Marcella came out from the kitchen. Lucy mouthed, ‘Later.’

Marcella put her hands on her hips, craned her neck, and said, ‘Oh my word. I guess I should have just left the real cobwebs up there.’

‘She’s Charlotte,’ Lucy said. ‘She’s going to spell something if we give her enough spinning time.’

‘I wish it were that easy. I could write something, like “Ella. Some Mom”. Just like Charlotte wrote “Some Pig”. And the press would come, declare a miracle, and we would be saved, just like Wilbur.’

‘Ella,’ Lucy said. ‘No one needs a miracle to see that you’re Some Mom. Now, come down from there and help me unload.’

Lucy filled my arms with wine, tablecloths, lovely Venetian blown-glass vases; she filled my ears with stories of long, hot afternoons with Stefano.

We could see the Bobbing for Coffins Parade committee heading towards the river to start setting up. This was an Elbow tradition, based on a big goof-up of the town’s founding fathers. Back in the 1870s, lumber mills were cropping up much faster than the trees would ever be able to, and thousand -year-old redwoods were being sawed down in the prime of their lives — then came the trains, and then came the tourists, and Elbow was born. A prime location, a sandy beach — it was a town mostly built on the tourist trade rather than the logging industry, but the logs rolled by, just the same, on their way to Edwards’ Mill a mile or so downriver. Most of the men of Elbow who weren’t in the tourist business or summer homeowners worked in the lumber industry. Felling trees three hundred feet tall and as wide as twenty men standing side by side at the base is dangerous business, and many of them died doing it.

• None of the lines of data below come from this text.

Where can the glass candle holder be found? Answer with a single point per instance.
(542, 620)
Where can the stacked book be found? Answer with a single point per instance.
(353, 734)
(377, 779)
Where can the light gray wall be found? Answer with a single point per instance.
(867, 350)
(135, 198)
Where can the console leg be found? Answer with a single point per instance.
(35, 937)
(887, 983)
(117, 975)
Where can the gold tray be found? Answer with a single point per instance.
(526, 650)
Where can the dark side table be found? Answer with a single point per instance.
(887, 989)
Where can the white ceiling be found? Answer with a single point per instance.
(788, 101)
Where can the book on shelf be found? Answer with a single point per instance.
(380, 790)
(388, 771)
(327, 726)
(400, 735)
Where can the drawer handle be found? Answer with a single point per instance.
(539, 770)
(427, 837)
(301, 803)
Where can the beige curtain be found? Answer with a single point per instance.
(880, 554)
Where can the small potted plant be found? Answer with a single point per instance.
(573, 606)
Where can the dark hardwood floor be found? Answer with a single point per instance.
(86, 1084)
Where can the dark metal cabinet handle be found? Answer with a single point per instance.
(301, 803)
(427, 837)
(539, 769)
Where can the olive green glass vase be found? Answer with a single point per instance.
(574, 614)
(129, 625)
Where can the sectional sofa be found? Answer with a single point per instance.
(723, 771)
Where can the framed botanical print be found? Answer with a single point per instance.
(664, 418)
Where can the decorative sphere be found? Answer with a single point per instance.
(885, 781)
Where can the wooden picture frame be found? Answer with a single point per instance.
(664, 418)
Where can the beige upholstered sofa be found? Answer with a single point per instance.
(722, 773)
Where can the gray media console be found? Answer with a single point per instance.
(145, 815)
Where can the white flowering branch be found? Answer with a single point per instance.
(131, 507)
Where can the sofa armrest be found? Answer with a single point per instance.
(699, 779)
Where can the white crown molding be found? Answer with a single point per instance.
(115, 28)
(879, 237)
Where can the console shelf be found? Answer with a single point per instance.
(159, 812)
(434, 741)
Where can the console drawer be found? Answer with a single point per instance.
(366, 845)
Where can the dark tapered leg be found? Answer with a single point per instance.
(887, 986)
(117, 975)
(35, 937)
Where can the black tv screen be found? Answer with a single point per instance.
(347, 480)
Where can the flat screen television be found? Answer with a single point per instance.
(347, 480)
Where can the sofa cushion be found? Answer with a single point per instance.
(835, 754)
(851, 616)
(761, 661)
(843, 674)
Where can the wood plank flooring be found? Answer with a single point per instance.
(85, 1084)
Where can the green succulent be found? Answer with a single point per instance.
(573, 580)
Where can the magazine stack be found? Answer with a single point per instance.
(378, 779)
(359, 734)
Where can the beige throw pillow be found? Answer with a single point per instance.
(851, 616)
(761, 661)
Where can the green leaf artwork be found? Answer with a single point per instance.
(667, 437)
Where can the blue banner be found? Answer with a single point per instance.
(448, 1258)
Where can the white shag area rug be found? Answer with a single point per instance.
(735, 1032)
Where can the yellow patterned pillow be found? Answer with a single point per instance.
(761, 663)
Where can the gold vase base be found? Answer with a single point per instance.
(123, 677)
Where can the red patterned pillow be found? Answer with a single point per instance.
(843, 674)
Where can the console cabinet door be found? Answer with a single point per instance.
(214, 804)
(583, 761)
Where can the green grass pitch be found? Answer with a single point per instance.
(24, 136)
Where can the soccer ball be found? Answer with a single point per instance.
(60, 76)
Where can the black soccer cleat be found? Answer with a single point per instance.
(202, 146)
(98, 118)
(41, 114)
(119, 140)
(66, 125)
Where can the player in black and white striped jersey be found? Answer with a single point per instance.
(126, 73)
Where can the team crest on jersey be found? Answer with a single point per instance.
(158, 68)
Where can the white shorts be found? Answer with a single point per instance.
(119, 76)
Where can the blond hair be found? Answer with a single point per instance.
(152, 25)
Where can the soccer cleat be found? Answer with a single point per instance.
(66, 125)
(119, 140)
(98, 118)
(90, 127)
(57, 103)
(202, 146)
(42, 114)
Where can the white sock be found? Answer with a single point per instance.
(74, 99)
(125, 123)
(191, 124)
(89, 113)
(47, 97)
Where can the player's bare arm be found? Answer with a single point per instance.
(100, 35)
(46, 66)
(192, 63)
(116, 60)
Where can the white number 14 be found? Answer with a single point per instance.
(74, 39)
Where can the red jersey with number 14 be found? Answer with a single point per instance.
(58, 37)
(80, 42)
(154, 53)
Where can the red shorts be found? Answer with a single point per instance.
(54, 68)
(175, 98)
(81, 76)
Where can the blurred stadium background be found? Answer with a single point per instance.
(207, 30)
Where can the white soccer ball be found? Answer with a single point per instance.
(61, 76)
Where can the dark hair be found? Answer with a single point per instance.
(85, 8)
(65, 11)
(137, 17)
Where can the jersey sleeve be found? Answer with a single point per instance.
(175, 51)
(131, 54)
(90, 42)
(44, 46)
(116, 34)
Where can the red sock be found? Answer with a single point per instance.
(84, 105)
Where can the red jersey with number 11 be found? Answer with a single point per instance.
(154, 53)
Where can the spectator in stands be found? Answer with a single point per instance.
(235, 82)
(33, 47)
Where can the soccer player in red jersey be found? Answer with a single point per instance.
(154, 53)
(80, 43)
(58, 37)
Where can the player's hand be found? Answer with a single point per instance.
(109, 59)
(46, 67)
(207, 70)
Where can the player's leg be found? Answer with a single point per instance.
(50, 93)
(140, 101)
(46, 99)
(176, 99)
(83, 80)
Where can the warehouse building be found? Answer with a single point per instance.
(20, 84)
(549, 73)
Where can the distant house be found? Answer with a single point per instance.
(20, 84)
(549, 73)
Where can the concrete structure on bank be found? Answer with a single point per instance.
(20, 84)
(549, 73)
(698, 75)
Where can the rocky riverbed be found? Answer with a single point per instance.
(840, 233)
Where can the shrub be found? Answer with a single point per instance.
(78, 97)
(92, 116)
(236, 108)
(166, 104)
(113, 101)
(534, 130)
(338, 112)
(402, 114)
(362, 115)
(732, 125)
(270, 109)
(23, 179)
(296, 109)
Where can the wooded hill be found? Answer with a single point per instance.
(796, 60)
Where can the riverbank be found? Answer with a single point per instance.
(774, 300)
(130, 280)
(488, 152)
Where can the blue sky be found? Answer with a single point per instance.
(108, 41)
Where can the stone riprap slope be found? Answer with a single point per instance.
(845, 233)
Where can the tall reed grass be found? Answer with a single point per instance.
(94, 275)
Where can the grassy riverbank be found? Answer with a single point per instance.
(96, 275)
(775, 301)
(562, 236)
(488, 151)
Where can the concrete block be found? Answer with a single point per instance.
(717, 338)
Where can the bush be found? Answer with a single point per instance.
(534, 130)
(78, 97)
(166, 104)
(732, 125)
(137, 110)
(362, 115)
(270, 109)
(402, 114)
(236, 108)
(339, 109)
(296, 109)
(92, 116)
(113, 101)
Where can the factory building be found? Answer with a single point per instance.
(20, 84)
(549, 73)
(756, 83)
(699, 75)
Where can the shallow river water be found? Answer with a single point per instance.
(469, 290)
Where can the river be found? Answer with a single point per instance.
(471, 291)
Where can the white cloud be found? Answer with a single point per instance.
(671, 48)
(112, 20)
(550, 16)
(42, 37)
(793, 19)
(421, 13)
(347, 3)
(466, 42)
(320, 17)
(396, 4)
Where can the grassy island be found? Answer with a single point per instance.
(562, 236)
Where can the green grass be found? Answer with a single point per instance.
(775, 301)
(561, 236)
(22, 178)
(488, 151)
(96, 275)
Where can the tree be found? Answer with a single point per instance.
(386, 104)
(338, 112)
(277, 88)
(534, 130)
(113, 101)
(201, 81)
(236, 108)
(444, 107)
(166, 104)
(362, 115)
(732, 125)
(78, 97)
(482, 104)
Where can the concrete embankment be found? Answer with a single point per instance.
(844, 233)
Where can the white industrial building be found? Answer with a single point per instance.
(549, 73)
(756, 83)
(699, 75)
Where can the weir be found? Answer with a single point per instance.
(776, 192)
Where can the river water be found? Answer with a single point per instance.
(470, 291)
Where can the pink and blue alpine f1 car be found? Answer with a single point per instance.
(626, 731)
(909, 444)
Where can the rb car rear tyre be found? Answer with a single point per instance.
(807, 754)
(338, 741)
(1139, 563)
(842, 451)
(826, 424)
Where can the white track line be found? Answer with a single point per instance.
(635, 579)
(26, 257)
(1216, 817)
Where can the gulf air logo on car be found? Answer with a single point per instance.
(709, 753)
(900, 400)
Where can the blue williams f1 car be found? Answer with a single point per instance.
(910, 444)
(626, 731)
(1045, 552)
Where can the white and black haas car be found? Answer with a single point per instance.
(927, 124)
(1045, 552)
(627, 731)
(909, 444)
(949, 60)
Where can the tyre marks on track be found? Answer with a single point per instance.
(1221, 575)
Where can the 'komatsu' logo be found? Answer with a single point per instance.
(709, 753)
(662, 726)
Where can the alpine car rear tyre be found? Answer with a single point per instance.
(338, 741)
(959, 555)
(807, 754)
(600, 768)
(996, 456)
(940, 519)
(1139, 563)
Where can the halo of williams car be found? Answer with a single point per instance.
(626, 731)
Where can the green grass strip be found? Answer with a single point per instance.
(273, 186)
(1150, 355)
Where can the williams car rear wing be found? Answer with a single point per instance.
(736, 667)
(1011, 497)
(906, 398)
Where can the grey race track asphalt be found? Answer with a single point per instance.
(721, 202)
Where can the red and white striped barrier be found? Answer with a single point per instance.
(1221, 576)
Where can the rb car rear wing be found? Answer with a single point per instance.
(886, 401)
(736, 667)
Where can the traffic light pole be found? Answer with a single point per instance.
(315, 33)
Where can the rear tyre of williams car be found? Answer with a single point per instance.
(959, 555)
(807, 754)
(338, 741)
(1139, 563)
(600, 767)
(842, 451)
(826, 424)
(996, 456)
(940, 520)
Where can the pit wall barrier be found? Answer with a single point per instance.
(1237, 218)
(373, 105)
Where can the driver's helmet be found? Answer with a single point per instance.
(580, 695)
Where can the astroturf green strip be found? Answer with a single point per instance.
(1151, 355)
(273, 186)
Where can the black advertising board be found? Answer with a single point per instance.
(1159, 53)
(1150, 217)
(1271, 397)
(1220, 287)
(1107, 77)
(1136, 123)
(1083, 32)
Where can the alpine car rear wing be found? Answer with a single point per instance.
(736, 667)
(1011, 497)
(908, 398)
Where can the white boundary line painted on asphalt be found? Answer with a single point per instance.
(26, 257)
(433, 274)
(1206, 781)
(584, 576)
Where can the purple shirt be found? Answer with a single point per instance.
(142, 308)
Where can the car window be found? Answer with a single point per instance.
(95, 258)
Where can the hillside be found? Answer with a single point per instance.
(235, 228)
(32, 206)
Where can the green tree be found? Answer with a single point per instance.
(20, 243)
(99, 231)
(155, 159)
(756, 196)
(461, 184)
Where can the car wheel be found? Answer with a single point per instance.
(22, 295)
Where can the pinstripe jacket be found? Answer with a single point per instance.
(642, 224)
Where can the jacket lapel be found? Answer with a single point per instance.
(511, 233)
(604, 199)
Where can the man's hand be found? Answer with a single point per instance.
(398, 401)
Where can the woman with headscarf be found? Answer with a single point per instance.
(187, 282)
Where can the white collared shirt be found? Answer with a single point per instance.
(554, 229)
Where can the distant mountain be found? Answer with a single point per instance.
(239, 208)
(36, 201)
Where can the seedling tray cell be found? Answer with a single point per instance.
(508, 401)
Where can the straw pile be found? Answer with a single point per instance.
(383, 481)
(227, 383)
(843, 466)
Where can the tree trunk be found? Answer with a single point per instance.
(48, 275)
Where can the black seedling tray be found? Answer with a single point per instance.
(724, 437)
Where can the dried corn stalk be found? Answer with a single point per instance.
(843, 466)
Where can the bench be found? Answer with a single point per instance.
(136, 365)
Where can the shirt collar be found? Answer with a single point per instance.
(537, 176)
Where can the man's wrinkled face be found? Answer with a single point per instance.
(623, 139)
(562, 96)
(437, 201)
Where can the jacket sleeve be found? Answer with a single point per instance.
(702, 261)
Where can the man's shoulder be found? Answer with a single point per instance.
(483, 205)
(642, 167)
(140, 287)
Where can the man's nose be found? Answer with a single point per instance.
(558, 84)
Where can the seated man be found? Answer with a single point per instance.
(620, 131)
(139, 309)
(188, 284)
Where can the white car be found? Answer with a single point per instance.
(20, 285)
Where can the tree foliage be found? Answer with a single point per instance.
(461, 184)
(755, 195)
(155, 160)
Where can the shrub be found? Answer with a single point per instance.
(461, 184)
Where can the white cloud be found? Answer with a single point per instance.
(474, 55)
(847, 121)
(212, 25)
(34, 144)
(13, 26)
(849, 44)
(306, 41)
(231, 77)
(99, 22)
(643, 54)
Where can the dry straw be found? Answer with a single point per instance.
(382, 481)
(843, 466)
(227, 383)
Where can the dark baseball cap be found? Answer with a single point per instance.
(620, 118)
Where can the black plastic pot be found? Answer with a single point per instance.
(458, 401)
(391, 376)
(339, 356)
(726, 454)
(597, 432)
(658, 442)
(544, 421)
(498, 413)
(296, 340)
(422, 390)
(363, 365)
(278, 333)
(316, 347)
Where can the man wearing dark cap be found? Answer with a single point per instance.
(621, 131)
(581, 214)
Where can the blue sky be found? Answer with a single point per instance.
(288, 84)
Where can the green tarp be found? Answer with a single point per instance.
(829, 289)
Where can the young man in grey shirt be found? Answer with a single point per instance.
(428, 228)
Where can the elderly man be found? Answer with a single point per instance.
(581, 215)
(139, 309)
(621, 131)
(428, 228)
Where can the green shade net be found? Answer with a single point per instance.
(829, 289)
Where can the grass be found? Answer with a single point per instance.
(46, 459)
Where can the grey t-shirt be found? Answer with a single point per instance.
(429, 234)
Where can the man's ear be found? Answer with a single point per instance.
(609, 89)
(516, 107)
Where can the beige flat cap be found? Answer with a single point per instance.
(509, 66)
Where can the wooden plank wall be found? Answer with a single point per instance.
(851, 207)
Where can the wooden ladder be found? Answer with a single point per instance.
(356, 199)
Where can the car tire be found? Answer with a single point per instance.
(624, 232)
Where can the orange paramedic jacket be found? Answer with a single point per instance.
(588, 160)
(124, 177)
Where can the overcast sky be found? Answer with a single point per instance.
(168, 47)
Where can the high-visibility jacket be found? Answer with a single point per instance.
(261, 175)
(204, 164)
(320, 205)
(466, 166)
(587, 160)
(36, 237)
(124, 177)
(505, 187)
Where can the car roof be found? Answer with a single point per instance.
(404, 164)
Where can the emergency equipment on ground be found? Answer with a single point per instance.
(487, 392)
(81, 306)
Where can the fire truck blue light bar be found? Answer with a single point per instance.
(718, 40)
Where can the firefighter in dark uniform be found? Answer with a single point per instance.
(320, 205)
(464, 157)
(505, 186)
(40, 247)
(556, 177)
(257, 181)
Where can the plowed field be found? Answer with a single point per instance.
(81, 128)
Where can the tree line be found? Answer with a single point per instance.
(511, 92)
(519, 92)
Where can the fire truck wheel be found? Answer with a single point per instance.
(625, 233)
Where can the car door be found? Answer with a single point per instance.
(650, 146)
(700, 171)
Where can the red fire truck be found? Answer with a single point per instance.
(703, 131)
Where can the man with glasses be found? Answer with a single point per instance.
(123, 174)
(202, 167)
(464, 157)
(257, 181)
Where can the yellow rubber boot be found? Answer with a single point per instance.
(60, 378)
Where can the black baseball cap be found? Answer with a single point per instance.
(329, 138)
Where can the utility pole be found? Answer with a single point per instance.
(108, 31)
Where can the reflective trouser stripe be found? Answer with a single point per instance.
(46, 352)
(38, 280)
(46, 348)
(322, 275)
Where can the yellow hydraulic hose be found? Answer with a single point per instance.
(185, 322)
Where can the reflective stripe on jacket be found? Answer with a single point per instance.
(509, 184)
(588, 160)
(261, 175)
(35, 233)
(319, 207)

A cemetery was quickly established on a pretty, peaceful spot not too far from the edge of town, but not far enough from the edge of the river. The flood of 1879 revealed the error. The river overflowed, uprooting gardens, trees, carriages, a couple of horses, six cabins, and a dozen coffins. The coffins bobbed down the river, along with the logs, towards the mill. That which had been laid to rest for eternity had become restless.

The townspeople grabbed their rowboats, their fishing nets, their ropes, and set off to catch the coffins and pull them back to dry land, which they did. Though it was true that no one died in that flood, not even the horses, the newspaper reported that twelve bodies were found in the river, which was also true. The coffins that still remained in the ground were dug up, and the cemetery was immediately moved up to the sunny hill, where Joe was buried.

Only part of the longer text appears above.